My mind was turbulent that day. I thought of all the emails I had to write later, all the projects coming in and out of my head, what I was going to buy at Whole Foods later. In meditation thoughts ran through scatteredly, but also slowly ran out of breath, and began to quiet. Every once in a while I would bring my eyes to a gentle squint to let in a little bit of context, a little bit of that special light.

The hour flew by, despite the tangledness of mind. Before I knew it, the Buddhist monk was sounding the bell.

As I was returning to the three rings, a vision of Carmel came to me. A sudden transportation in memory so vivid that it surprised me. It’s been a while since I thought of my last time in California. I didn’t smell the ocean, didn’t think about the delicious oysters, not the early hotel morning, but instead, a most vivid remembrance of being in the parking lot at Best Western.

I wrote to my friend in California:

I meditated for an hour with a group today. In the circle I sat right across from the Tibetan monk. It was a turbulent time for the mind, but it flew by. Upon opening my eyes in the final seconds, three sounds of the bell, an image of Carmel surfaced in my mind so suddenly, so vividly, that when my eyes opened, they were moist.

When my eyes opened, that serene light flooded in and I saw a blur of the monk in front of me. In that moment there was so much love for California, for this friend.

I don’t know when I’m going to see either place or person. I don’t know.

Three
Saturday morning, Somerville rain. It’s been this like for most of the week, grayness in sky, wet, wet, wet. But somehow it all looks — it feels — more beautiful because it’s a Saturday morning.

Setting the scene: gentle music from Spotify, making a three-course breakfast. Burned toast to cancerous proportions twice, but I tried again. Eggs, mushrooms, zucchini. Yoghurt and some Whole Foods grain. Dried fruit. A warm, nutty Korean drink my mother sent to me from Taiwan. An Uniqlo blanket wrapped around my waist because I’m wearing a thong and no pants. It’s rainy and cold but so warm inside.
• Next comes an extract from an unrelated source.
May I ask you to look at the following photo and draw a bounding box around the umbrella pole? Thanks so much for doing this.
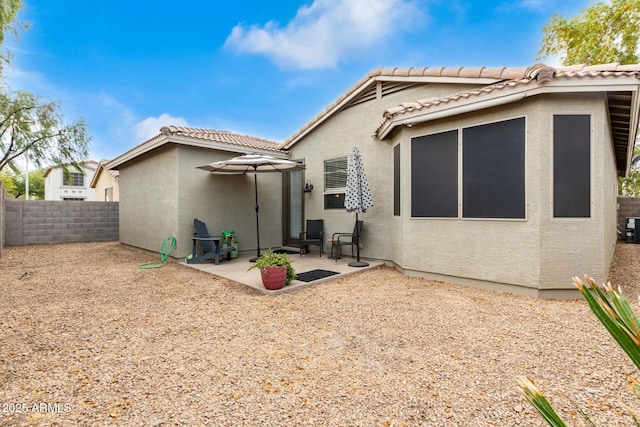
[349,212,369,267]
[249,171,260,262]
All settled, I begin, finally, to read a long email from a friend — I especially told myself I could only read it after making breakfast, I didn’t want to allow my excitement to have read his words in post-waking haste and unmindfulness.

I had re-asked him two awesome questions two friends have asked me recently. “Honest question: have you had a really amazing, life changing relationship yet?” and “What do you feel when you spend time with me?”

I am reading the email while eating my eggs. I am reading it and — there’s just so much honesty. My body softens. So much openness, so much gratitude. I am reading this and I want to just reciprocate the openness and gratitude through time-space, some instant telepathy perhaps. To say: Thank you, thank you, thank you. To say: There is so much gratitude. To say: I’m so happy we know each other.

And I am writing this to the Internet before writing to him first, but this feels like the right medium.

I am reading the email and then when I reach its end — I tear up. My suitemate walks into the kitchen. I turn my head towards the window, watch the gray sky. There’s so much possibility. There’s the Internet of Things, but there’s also this — the Internet of People. I have been tearing up a lot recently. And it’s kind of beautiful.

Epilogue
My friend Austin recently shared with me a quote from Camus:

“Live to the point of tears.”

I think: Yes.

Live, live, live. There’s so much love in living.